Five-signal retrieval formula that blends semantic similarity, recency, importance, intent match, and entity overlap for optimal AI context.
Every piece of context retrieved for the AI is scored using five signals: semantic similarity (Vectorize cosine distance), recency (exponential decay from last update), importance (type-weighted — spend data scores 0.85, board data 0.55), intent match (how well the item matches the classified intent), and entity overlap (shared clients, projects, or tasks with the query). The signals are combined using per-intent weighting profiles.
Different query types weight the signals differently. Financial queries emphasise recency (0.30 weight, 7-day half-life) because spend data becomes stale quickly. Process queries emphasise semantic similarity (0.35 weight, 90-day half-life) because documentation stays relevant longer. Search queries emphasise entity overlap (0.35 weight) to surface exact matches. All profile weights sum to 1.0.

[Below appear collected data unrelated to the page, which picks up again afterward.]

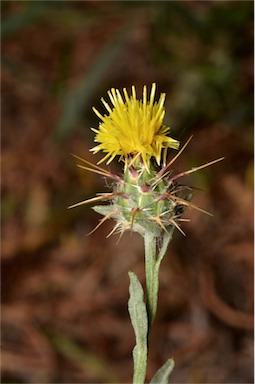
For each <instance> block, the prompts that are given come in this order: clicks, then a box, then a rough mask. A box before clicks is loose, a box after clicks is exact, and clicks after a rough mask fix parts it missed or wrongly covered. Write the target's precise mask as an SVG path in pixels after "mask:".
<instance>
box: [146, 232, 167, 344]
mask: <svg viewBox="0 0 255 384" xmlns="http://www.w3.org/2000/svg"><path fill="white" fill-rule="evenodd" d="M173 231H174V227H173V228H172V229H171V230H170V232H169V233H164V235H163V239H162V245H161V248H160V250H159V253H158V255H157V238H156V237H155V236H154V235H153V234H152V233H150V232H146V233H145V237H144V246H145V274H146V292H147V302H146V306H147V315H148V342H149V336H150V332H151V328H152V323H153V321H154V319H155V316H156V312H157V304H158V288H159V267H160V263H161V261H162V259H163V257H164V255H165V253H166V250H167V247H168V245H169V242H170V240H171V239H172V234H173Z"/></svg>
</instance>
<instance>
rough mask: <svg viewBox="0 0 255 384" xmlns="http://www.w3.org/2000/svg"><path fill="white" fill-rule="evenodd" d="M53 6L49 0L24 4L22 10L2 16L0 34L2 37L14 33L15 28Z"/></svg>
mask: <svg viewBox="0 0 255 384" xmlns="http://www.w3.org/2000/svg"><path fill="white" fill-rule="evenodd" d="M52 6H54V2H53V3H52V2H51V1H35V2H33V1H32V2H31V4H30V3H27V4H26V7H25V8H24V11H22V12H17V13H14V14H13V15H11V16H9V17H8V18H7V19H6V20H4V19H3V17H2V20H1V21H2V22H1V35H2V38H4V37H6V36H8V35H11V34H12V33H15V32H16V31H17V30H19V29H21V28H23V27H25V26H26V25H28V24H30V23H32V22H34V21H35V20H36V19H38V18H39V17H40V16H41V15H42V14H43V13H44V12H45V11H46V10H47V9H48V8H50V7H52Z"/></svg>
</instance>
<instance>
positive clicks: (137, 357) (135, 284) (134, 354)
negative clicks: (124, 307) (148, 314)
mask: <svg viewBox="0 0 255 384" xmlns="http://www.w3.org/2000/svg"><path fill="white" fill-rule="evenodd" d="M128 274H129V278H130V286H129V293H130V299H129V301H128V310H129V314H130V318H131V322H132V325H133V328H134V331H135V338H136V346H135V348H134V349H133V358H134V377H133V383H139V384H142V383H144V380H145V376H146V366H147V335H148V318H147V312H146V306H145V303H144V301H143V288H142V286H141V283H140V282H139V280H138V278H137V276H136V275H135V274H134V273H133V272H129V273H128Z"/></svg>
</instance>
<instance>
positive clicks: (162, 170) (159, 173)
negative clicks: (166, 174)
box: [157, 135, 193, 179]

To prevent the AI context from being dominated by a single type of information, a diversity penalty applies -0.08 per item beyond 3 of the same type. If the top results are all "spend" items, the fourth and fifth spend items get progressively penalised, letting other types (tasks, briefs, clients) surface. This produces more balanced and useful AI responses.
Items sourced from the database are reranked by Vectorize cosine similarity to the user query. A single Vectorize query generates embeddings and attaches a semanticScore to each item. This hybrid approach — database retrieval plus vector reranking — delivers better results than either approach alone, with graceful degradation if Vectorize is unavailable.